# Pics from around the farm...



## Southern by choice (Nov 10, 2013)

Love the "tude" a Barred Rock can give! It is like she is saying... What? what do you want?




Love these birds!




Self- Blue Cochin




Red- Laced Cornish, Self Blue- Cochin, and Silver Dorking Roo




Same with a Red Sex-Link Male




Most of these are 20-21 wk pullets, except the Self-Blue Cochin and those that are not pullets but cockerels  




My Favorite pic... Empordenesa Cockerel 21 weeks.




George wants a kiss!




Just had to... "D" 




Ruthie! You've been caught!




A pup here for training


----------



## Baymule (Nov 10, 2013)

I went to your web site and looked around. You have a beautiful farm. I love all the heritage chickens you have and all the different breeds. Thanks for sharing the pictures!


----------



## Southern by choice (Nov 10, 2013)

Thank you Baymule. Now that it is late fall all the green is gone and nothing but brown grass, brown trees, brown everywhere. Not pretty in fall/winter. LOL


----------



## Amarisus (Nov 13, 2013)

I love the pictures! I didn't know that the Cornish (or any chicken for that matter >.>) came in red-laced blue! I've heard of the blue laced red but not the reverse, very cool! are they hard to come by? I also love the look on ruthie the goat's face  It looks like the universal face people make when they are caught doing something they're not supposed to!


----------



## Southern by choice (Nov 13, 2013)

Thank You!
The cornish is red-laced... hard to get good lacing. Some are great some not. I love these birds, it's our first year with them. I got them to breed out mostly to cross with our delacaunas for max fast growing free ranging bird.
The other is a self blue cochin. 
It may have looked like the words were all together.
Ruthie is my DD goat! She is spoiled rotten, doesn't know she is a goat and thinks she is a dog. Her best friend is "HER" LGD. Ruthie loves to come up to the house and come into the family room.


----------



## Mike CHS (Nov 14, 2013)

I really enjoyed the pictures and also like the way your web site is layed out.


----------



## Southern by choice (Nov 14, 2013)

Thank you. I am months behind in updating.
I am working on a separate website right now. I need a staff! LOL


----------



## kinder (Nov 19, 2013)

You have a fine family. Hope to see more in the future. I have plans for a few chicks also, but that's going to be a while because, as usual its going to be a quest. I have my heart set on Wyandotte's and there's none in Vt. or close by


----------



## Southern by choice (Nov 19, 2013)

some of the kiko's


----------



## kinder (Nov 19, 2013)

Nice.They look fast, are they?So healthy too.


----------



## goatboy1973 (Nov 30, 2013)

Southern by choice said:


> some of the kiko's
> 
> View attachment 180


Beautiful doe in the foreground. Like her coloration with that black dorsal stripe. The others aren't bad either.


----------



## taylorm17 (Jan 25, 2014)

I love all of your animals Southern! We also have some barred rock. Ours aren't mean to us, but they talk so much to us and I'm not sure if they are saying naughty mean words or what!


----------



## Sweetened (Jan 28, 2014)

I do so very much looove large combed roosters, but they turn into broken combed roosters here since the cold, no matter how much Vaseline, turns them into black, painful messes here.  That black bird's sheen is astounding, makes me jealous.


----------



## autumnprairie (Jan 28, 2014)

Love the pics, it has been a while hope all is well.


----------



## Southern by choice (Jan 28, 2014)

Thank you all.

Our first time ever having to deal with frostbite on combs. 
With 250 + birds and some that live in the trees no way I can vaseline them all... mostly got the spikes.

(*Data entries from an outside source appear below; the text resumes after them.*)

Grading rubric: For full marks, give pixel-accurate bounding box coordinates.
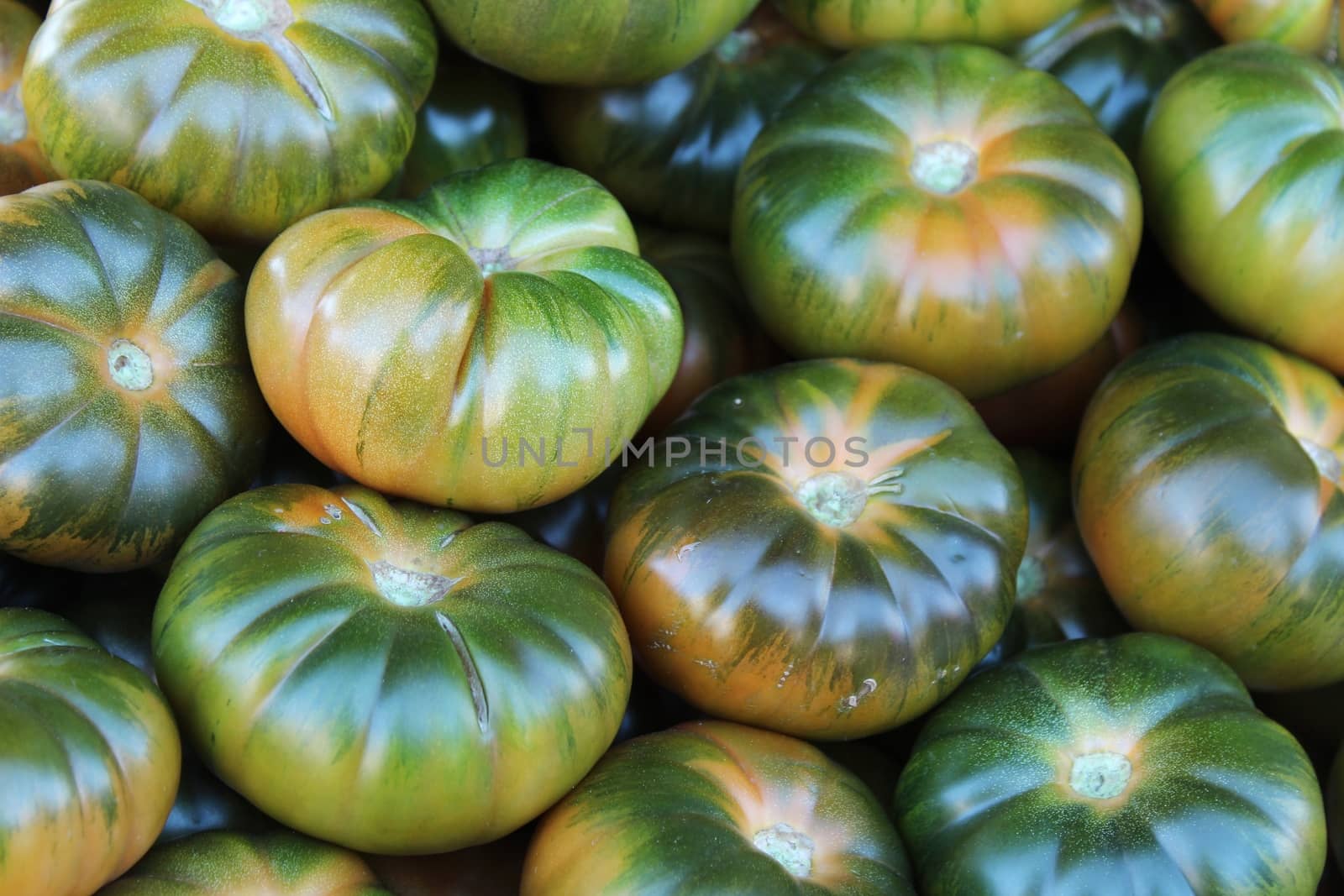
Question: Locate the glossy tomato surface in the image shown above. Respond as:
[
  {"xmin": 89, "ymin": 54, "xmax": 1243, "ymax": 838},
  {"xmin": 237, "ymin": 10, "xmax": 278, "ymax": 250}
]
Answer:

I am desperately trying to get my numbers down to 125-150.

Hi @autumnprairie  -miss you!   hope all is well with you too!


----------



## taylorm17 (Jan 28, 2014)

We only have 5 chickens left. 3 are bantams and are new. We don't know how old they are, but were free range and aren't used to humans. They have gotten better, but do come in the coop at night. On the coldest night this year, our rooster sleeps in a tree! Stupid rooster. We waited 2 more hours and he still hadn't come in. We just locked the others up. His comb did get frostbite bad. We did get vaseline on all the rest. I feel bad for him though! Poor guy. The rest are all fine, but we still put Vaseline on them too


----------